Created on 07-02-2016 01:19 PM - edited 08-17-2019 11:48 AM
- Here is a small demo how NiFi can help you monitor and alert on YARN Application failure.
- Here you can view the screen recording that Demonstrates how it works!
- Make sure you have your HDP cluster/Sandbox up and running.
- NiFi_0.6.1//HDF_1.2 is available up and running.
1. Assuming you have NiFi UI Available, lets drop GetHTTP processor to pull data from YARN REST API:
Configure Processor with URL given as below, which pulls all Applications in Killed and Failed state. node1 is my Resource Manager:
http://node1:8088/ws/v1/cluster/apps?states=KILLED,FAILED
Lets schedule the processor to run only every 10sec so that you don’t query too often.
2. As the Rest call outputs the application details in Json format, lets use a SplitJson processor to separate individualapplication details.
Provide “JsonPath Expression” value as “$.apps.app” in the configuration.
3. Connect GetHTTP to SplitJson for success relation and auto terminate rest.
4. Lets add EvaluateJsonPath processor to extract required fields and add them to flow-file attribute: Configure it as below:
5. Connect SplitJson to EvaluateJsonPath for success relation.
6. Create and start two controller services: DistributedMapCacheClientService, DistributedMapCacheServer so that we keep track of all the applications and don’t sent out duplicate alerts for same application.

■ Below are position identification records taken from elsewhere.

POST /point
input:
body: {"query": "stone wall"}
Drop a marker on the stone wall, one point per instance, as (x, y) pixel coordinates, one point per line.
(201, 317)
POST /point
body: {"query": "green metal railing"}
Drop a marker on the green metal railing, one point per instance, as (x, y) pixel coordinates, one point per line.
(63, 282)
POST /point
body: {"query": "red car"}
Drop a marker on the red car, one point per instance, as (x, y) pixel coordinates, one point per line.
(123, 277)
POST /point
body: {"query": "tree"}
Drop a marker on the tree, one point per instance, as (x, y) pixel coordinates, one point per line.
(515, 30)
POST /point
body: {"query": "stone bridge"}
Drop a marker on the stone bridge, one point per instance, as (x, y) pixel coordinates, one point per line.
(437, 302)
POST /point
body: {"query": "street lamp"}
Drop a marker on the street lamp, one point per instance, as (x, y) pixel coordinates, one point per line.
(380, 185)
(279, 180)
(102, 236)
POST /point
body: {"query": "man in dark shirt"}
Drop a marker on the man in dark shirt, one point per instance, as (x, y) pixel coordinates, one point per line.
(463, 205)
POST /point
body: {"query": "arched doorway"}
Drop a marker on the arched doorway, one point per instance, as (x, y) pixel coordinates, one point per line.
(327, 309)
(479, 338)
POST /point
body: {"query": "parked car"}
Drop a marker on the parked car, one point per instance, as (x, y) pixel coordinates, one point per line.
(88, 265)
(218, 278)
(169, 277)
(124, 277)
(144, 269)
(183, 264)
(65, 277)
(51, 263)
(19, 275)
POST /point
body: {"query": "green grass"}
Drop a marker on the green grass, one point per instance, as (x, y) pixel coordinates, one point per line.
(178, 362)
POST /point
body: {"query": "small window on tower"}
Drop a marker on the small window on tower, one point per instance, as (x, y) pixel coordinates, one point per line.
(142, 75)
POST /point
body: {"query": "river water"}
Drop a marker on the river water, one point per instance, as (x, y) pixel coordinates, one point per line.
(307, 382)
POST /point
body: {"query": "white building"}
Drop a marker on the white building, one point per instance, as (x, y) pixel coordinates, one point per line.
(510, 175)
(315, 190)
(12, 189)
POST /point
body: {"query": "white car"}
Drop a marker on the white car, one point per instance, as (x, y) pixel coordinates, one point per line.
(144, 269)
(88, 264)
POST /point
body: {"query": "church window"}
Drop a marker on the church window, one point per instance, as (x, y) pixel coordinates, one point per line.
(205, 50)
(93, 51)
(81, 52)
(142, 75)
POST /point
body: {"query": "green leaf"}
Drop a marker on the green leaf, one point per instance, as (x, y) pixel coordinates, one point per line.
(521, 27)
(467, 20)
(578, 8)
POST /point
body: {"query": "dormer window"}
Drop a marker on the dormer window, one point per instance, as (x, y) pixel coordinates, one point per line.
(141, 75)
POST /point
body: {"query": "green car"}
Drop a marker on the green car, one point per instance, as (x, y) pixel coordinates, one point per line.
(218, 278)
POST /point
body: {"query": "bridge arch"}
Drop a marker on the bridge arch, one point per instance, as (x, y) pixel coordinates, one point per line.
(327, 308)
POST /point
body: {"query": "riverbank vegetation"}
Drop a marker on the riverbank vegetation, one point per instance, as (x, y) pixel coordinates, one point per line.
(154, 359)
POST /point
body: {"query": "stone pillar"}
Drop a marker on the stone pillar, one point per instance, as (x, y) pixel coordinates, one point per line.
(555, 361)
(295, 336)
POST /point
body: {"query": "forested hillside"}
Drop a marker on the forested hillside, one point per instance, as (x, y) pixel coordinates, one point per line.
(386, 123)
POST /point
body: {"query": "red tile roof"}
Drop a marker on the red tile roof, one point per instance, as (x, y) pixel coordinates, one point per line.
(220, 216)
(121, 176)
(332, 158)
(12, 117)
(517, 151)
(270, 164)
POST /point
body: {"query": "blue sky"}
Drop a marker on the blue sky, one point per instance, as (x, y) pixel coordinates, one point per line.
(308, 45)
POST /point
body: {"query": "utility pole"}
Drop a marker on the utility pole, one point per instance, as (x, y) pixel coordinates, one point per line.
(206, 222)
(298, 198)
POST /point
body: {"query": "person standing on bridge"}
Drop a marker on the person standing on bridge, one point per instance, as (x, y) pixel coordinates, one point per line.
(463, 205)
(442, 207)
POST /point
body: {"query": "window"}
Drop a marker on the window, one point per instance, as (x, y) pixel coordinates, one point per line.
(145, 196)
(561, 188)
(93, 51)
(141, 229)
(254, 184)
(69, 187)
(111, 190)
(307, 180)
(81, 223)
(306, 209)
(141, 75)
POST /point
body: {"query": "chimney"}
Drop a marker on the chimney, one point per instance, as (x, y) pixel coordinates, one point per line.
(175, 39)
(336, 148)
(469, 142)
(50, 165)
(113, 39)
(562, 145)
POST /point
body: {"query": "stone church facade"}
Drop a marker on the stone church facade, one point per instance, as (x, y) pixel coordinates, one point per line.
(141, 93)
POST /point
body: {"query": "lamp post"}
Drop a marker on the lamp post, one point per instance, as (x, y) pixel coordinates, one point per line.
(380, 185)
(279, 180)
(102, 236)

7. Add a PutDistributedMapCache processor to update the cache with latest apps that fails/killed. Configure it as below adding Distributed cache service.
8. Lets auto terminate Failure relationship and connect success relationship to PutEmail processorwhich will sent out email for any new failed/killed application.
9. Make sure you have formatted the email body and subject to have all information about the failed job:
10. Auto terminate success and failure relationship for PutEmail processor. Once you start the Flow, you will get alerts for each Killed/Failed Yarn application. My Alert would look like below:
Note: Now you can configure your GetHTTP Processor to query YARN to find long running applications
Thanks,
Jobin George
Created on 07-04-2016 04:07 AM
@Jobin George This is real cool. I have tried to build a similar functionality tool using Flink as my Stream Processor. I call it Applerts :).
Created on 07-05-2016 04:54 PM
Applerts are way cooler!!! 🙂
Created on 07-25-2016 06:49 PM
can you share the flow XML?
Created on 08-03-2016 03:38 AM
Sorry for the late reply, didn't get the update as i was not tagged.
Attaching it here: yarn-application-monitor.xml.
Thanks,
Jobin George
Created on 07-26-2018 02:26 PM
My Yarn UI is kerberos enabled. getHTTP complaining about 401 authentication error. Is there any work around for this?